Databases containing huge amounts of experimental data are available to researchers across a wide variety of chemical disciplines. However, Frank Glorius, University of Münster, Germany, and colleagues have discovered that the available data is unsuccessful in predicting the yields of new syntheses using artificial intelligence (AI) and machine learning. The team suggests that this is in large part down to the tendency of scientists not to report failed experiments.

The Importance of Failed Experiments

Although AI-based models have been particularly successful in predicting molecular structures and material properties, they return rather inaccurate predictions for information relating to product yields in synthesis. The researchers attribute this failure to the data used to train AI systems. “Interestingly, the prediction of reaction yields (reactivity) is much more challenging than the prediction of molecular properties. Reactants, reagents, quantities, conditions, the experimental execution—all determine the yield, and thus, the problem of yield prediction becomes very data-intensive,” explains Glorius. So, despite the huge amounts of available literature and results, the researchers came to realize that the data is not fit for accurate predictions of the expected yield.

The problem is not only down to a lack of experiments. In contrast, the team identified three possible causes for biased data (pictured). Firstly, the results of chemical syntheses may be flawed due to experimental error. Secondly, when chemists are planning their experiments, they may, either consciously or unconsciously, introduce bias based on personal experience and reliance on well-established methods. Finally, since only reactions with a positive outcome are believed to contribute to progress, failed reactions are reported less frequently.

Improved Data Availability for Better Reaction Planning

To find out which of these three factors has the greatest influence, the team purposely altered the datasets for four different, commonly used (and therefore data-rich) organic reactions. They artificially increased experimental error, reduced the size of the data sampling sets, or removed negative results from the data. Their investigations showed that the experimental error had the smallest influence on the model, while the contribution made by the lack of negative results was fundamental.

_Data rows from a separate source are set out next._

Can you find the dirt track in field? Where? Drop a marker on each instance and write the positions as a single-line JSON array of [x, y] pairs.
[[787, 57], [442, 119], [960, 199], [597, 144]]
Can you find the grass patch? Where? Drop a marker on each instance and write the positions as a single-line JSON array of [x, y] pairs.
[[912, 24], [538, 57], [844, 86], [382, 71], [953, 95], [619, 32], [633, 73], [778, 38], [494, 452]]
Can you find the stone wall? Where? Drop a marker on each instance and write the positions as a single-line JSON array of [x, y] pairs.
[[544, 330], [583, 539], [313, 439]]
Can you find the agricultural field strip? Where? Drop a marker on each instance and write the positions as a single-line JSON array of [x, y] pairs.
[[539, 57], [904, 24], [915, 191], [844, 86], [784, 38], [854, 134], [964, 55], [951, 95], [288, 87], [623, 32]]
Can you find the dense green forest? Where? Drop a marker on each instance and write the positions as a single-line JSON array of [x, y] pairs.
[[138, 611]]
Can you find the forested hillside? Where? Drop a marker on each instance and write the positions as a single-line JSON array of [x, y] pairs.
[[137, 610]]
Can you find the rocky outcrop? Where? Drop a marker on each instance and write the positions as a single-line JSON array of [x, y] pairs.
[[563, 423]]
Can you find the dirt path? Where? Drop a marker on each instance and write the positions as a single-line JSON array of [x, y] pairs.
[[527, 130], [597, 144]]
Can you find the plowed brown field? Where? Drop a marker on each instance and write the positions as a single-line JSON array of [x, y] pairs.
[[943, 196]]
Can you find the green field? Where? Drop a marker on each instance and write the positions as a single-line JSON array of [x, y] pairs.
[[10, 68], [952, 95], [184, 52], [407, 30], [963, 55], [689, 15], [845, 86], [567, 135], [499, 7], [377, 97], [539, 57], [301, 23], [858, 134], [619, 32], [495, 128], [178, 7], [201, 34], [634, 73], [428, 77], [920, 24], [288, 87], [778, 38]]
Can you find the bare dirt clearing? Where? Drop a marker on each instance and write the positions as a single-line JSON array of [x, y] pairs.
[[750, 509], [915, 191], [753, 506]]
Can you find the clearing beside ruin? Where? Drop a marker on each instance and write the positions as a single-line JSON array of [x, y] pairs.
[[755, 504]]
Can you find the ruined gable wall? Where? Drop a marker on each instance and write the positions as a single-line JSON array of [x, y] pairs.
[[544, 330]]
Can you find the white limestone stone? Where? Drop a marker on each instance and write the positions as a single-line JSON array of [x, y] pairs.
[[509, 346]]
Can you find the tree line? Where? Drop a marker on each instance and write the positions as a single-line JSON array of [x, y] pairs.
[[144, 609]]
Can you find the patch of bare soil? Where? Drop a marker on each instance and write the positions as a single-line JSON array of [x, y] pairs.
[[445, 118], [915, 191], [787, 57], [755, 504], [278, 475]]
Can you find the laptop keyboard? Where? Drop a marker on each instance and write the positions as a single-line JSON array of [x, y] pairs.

The group hopes that these findings will encourage scientists to always report failed experiments as well as their successes. This would improve data availability for training AI, ultimately helping to speed up planning and making experimentation more efficient. Glorius adds, “Machine learning in (molecular) chemistry will increase efficiency dramatically, and fewer reactions will have to be run to achieve a certain goal, for example, an optimization. This will empower chemists and will help them to make chemical processes—and the world—more sustainable.”